I have a pretty straight forward question but every answer I come up with seems over complicated or just plain wrong. I'm designing a data logger/fault detection system to be used for a large piece of industrial equipment. The gist is that the only output for the current status of this machine is a large bank of LEDs (>64) either lit RED, GREEN or a BOTH (Common cathode or anode led lights) and we would like to make this output remotely accessible. I have no access to the control system of the machine so I cannot tap into the signal that controls which lights are on or off but I do have the ability to read the voltage drop across each LED with respect to either the cathode using a microcontroller. Imagine the circuit for the LED's is just a common cathode connection of all the LEDs and then >128 wires coming in connecting the anodes (no access to the current limiting resistor).
My question for you is how would you go about determining if each of the LED's has either RED, GREEN or BOTH lights lit so that it could be read by a microcontroller?

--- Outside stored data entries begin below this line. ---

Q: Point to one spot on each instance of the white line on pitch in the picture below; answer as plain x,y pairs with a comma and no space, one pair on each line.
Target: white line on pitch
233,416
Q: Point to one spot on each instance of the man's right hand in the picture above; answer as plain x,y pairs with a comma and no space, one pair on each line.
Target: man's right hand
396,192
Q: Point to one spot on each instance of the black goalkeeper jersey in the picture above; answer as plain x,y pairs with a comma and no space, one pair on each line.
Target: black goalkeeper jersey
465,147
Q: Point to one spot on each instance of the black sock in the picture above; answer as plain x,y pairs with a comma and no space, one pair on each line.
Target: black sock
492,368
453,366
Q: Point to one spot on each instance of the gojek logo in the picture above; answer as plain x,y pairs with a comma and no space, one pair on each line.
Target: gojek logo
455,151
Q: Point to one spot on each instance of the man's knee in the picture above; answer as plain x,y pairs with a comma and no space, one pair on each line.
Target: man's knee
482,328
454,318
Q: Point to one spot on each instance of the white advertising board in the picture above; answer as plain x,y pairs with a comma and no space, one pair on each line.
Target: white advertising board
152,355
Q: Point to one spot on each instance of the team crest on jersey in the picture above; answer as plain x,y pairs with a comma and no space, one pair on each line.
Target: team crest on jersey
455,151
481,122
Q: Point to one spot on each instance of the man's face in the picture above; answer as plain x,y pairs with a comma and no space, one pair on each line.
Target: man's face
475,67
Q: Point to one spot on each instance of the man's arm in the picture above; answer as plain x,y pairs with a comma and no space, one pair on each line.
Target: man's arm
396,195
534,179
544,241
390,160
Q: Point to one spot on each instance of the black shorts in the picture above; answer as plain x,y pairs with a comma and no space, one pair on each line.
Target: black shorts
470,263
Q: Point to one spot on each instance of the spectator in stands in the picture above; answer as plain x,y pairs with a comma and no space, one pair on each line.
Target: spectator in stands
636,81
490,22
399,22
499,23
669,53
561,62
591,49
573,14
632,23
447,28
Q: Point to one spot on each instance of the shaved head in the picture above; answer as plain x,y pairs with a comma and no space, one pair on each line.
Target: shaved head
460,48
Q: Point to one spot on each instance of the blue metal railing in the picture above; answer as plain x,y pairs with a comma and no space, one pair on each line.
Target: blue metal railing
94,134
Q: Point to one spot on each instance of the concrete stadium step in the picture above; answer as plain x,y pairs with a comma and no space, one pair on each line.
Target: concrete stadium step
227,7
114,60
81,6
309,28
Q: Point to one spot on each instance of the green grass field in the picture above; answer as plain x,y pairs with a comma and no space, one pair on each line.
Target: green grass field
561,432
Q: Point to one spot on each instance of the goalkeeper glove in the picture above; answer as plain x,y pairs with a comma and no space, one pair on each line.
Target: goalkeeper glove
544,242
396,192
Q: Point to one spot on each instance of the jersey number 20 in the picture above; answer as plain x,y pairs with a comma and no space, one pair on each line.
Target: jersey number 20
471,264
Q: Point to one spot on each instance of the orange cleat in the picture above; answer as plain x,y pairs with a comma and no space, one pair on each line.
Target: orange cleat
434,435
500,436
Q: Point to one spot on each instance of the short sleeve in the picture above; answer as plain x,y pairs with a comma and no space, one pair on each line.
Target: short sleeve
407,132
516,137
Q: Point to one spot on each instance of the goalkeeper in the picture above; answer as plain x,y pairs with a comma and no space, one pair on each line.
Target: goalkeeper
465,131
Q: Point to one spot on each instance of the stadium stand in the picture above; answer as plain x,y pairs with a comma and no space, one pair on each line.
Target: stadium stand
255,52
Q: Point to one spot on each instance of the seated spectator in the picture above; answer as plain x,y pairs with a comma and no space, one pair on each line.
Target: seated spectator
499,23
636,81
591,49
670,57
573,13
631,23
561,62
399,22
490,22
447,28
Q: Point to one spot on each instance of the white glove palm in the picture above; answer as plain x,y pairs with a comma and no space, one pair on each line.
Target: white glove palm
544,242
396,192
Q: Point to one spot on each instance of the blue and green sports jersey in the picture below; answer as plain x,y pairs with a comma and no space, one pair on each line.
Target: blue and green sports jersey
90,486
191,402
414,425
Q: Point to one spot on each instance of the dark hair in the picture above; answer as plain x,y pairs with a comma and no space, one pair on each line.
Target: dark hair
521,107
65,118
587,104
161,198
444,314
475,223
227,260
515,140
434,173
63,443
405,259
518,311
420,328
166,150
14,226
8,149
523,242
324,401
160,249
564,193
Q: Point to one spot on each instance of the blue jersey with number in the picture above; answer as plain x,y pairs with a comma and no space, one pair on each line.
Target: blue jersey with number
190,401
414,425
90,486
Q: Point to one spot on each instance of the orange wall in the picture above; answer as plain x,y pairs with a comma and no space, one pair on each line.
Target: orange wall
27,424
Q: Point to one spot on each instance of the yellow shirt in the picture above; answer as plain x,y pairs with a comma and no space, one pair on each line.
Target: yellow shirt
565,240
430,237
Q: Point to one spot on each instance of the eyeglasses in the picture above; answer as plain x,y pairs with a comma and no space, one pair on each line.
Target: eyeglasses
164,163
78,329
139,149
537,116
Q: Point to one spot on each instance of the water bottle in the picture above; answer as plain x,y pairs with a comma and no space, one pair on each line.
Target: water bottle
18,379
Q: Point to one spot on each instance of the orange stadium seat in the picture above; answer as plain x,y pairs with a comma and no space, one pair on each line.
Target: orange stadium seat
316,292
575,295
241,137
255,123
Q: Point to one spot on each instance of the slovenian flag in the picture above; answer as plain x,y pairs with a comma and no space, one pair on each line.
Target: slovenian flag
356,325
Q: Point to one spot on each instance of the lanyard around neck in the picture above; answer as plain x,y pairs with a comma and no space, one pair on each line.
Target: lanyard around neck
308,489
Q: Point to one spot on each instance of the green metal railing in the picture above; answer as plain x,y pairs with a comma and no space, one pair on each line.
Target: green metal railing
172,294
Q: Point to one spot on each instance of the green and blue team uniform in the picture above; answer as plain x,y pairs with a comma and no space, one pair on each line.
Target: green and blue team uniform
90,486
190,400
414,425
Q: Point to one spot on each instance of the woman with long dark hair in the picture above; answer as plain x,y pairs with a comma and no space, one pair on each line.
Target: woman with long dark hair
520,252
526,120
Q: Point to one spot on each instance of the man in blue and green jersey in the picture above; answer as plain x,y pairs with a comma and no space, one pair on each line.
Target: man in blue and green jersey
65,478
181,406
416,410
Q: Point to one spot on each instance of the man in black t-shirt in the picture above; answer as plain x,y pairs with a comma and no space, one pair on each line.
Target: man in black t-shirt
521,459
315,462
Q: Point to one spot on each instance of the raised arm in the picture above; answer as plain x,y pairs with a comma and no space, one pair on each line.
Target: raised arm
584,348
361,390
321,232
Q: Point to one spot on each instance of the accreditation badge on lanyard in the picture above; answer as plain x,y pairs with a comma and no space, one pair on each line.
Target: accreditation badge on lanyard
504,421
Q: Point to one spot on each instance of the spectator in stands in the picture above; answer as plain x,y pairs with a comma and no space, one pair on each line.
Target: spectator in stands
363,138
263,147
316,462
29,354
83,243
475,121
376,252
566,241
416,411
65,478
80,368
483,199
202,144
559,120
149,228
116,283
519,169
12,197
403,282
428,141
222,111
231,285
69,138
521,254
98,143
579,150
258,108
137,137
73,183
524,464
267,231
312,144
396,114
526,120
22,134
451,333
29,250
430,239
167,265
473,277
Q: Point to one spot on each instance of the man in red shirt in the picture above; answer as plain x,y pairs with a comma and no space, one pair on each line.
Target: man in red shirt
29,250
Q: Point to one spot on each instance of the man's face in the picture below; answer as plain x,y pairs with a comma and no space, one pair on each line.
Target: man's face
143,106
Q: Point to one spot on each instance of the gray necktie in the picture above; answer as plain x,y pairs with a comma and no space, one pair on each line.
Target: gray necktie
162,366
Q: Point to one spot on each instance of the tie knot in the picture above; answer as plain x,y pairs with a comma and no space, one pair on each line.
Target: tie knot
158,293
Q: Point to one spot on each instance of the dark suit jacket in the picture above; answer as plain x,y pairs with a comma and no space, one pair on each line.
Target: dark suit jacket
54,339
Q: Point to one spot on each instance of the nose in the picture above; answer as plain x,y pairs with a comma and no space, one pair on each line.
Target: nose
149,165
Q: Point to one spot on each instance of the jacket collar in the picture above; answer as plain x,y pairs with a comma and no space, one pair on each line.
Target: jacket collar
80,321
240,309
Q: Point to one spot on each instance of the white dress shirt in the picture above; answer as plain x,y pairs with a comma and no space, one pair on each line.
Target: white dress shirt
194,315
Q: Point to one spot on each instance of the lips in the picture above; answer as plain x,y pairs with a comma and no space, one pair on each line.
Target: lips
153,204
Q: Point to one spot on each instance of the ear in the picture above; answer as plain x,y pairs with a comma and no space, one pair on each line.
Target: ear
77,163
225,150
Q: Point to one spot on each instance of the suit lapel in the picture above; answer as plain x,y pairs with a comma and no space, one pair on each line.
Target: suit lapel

My current thought is to take a massive bank of analog multiplexers and then just multiplex the voltage of each LED (>128 different voltages to read) into an ADC and use a software threshold to determine if its on or not however this method seems way to complicated and expensive and I'm sure there is a better option. I know daisy-chaining a bunch of IO expanders together and connecting the voltages w.r.t. the cathode would work but the voltages seem too low for TTL (1.65V and 2.5V) and probably wouldn't work to produce a '1' when the LED is lit.
Could you suggest a circuit or IC or a combination of both to make this work? Thanks!